Premier Li said China has a huge market and is a new generator of economic growth, and the two countries should view each other’s development as an opportunity.
Their bilateral trade maintained double-digit growth last year amid a sluggish global economy and China’s imports from Hungary increased by 20 percent, the Premier said. The first three quarters of this year saw China import more from Hungary than it exported to the country.
Hungary attracts about one-third of the Chinese investments in CEE nations and China will continue investing in its partner to create more jobs and bring it advanced technologies and management experience, Li said.
Last year, bilateral trade increased by 10.1 percent year-on-year to $8.89 billion, making Hungary the third-largest trading partner in Central and Eastern Europe for China, according to the Economic and Commercial Counselor’s Office at the Chinese embassy in Budapest.
Hungary was China’s largest source of imports last year among CEE countries. The EU member’s exports to China were up by 20 percent to $3.46 billion in 2016, the office said. China’s exports to Hungary were up by 4.4 percent last year.
“We want balanced trade and hope Chinese consumers will enjoy more diverse products,” the Premier said. “Hungary and China have had long-term connections in history.
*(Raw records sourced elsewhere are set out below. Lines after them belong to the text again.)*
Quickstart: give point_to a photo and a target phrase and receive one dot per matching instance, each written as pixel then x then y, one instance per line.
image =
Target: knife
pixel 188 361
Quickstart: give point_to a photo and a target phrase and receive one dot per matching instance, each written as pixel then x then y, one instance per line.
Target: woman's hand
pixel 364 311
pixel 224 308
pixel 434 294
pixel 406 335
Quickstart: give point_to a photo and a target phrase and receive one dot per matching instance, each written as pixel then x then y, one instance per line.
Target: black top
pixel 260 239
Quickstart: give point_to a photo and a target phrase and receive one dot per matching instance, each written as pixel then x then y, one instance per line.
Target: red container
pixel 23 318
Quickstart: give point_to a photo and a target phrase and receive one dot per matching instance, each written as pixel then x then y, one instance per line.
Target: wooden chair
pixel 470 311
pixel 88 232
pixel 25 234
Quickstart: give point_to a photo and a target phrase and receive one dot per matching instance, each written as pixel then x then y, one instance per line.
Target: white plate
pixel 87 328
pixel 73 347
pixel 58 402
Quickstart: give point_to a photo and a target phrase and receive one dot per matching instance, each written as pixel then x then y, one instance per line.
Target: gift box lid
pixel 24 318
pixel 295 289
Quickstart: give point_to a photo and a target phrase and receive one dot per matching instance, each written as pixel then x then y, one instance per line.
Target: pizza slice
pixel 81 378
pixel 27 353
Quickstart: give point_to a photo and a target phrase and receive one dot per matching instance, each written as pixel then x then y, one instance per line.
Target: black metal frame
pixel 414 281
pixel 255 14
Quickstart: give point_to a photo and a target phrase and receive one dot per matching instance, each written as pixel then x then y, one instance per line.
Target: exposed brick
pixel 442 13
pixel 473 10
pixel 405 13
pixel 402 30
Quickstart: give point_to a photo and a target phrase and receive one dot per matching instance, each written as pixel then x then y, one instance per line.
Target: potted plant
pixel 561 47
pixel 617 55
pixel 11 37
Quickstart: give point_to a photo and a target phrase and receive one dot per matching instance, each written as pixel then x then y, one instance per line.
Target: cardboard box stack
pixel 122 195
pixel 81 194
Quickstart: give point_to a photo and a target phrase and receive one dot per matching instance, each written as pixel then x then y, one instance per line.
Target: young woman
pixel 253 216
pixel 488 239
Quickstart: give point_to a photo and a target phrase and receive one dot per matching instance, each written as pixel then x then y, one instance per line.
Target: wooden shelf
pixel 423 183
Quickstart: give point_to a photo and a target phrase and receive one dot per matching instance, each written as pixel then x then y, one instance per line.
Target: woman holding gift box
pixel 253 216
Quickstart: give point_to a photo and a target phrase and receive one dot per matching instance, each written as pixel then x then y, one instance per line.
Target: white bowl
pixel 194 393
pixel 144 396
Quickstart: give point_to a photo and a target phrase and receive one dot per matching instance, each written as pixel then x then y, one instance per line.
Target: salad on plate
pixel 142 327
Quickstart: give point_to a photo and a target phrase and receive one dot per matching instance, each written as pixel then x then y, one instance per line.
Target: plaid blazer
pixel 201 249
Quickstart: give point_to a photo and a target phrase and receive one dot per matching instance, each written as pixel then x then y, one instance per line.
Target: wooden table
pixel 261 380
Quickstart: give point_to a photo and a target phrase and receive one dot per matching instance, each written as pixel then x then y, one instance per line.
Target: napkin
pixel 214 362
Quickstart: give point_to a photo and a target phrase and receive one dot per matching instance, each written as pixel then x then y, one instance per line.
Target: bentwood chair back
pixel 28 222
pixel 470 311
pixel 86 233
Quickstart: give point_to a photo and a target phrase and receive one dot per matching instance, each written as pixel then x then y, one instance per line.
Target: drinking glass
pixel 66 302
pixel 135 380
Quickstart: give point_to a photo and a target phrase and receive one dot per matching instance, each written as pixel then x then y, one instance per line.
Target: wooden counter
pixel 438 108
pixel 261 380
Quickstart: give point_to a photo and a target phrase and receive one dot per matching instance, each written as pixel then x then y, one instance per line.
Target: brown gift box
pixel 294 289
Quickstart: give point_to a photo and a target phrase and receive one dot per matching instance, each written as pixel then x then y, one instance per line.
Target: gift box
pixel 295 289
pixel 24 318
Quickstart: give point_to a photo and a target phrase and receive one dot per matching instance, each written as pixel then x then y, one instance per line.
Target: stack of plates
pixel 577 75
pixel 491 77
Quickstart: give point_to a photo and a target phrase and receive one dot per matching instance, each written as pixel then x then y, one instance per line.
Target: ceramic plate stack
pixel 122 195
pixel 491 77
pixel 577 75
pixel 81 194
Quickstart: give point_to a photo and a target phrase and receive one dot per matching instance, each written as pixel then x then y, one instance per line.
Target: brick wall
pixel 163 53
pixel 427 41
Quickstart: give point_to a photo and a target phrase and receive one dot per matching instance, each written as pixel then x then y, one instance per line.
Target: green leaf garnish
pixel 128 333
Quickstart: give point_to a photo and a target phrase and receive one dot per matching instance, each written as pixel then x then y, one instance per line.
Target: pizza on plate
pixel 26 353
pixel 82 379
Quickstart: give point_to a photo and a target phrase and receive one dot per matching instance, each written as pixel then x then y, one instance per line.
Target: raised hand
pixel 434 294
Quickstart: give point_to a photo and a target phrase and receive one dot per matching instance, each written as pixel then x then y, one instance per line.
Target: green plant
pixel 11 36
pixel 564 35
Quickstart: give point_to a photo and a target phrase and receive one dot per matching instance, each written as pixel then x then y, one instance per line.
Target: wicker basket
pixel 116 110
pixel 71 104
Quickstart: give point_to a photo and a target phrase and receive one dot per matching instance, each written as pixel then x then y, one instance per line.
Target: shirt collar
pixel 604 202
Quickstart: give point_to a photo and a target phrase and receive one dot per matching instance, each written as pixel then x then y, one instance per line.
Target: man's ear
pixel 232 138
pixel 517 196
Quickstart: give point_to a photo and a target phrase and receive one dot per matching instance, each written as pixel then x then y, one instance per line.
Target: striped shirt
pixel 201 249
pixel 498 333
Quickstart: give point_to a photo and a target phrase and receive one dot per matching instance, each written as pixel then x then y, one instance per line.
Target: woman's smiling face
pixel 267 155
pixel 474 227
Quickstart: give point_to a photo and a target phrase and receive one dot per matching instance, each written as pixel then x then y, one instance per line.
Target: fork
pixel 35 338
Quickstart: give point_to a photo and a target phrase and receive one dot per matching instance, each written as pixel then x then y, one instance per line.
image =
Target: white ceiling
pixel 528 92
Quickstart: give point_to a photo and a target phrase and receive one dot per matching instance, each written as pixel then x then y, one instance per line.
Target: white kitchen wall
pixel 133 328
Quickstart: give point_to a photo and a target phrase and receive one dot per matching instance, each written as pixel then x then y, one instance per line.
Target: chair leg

We are willing to establish higher-education institutions together and encourage each of the peoples to travel to the other country.”
The Hungarian prime minister said China’s 6 percent to 7 percent economic growth means it has enormous production capacity and will import more goods from other countries.
“Chinese enterprises have made investments all over the world, and many countries want to participate in China’s economic growth. Hungary is the largest destination for Chinese investments in Central and Eastern Europe, and we will provide an inviting environment for investors,” Orban said.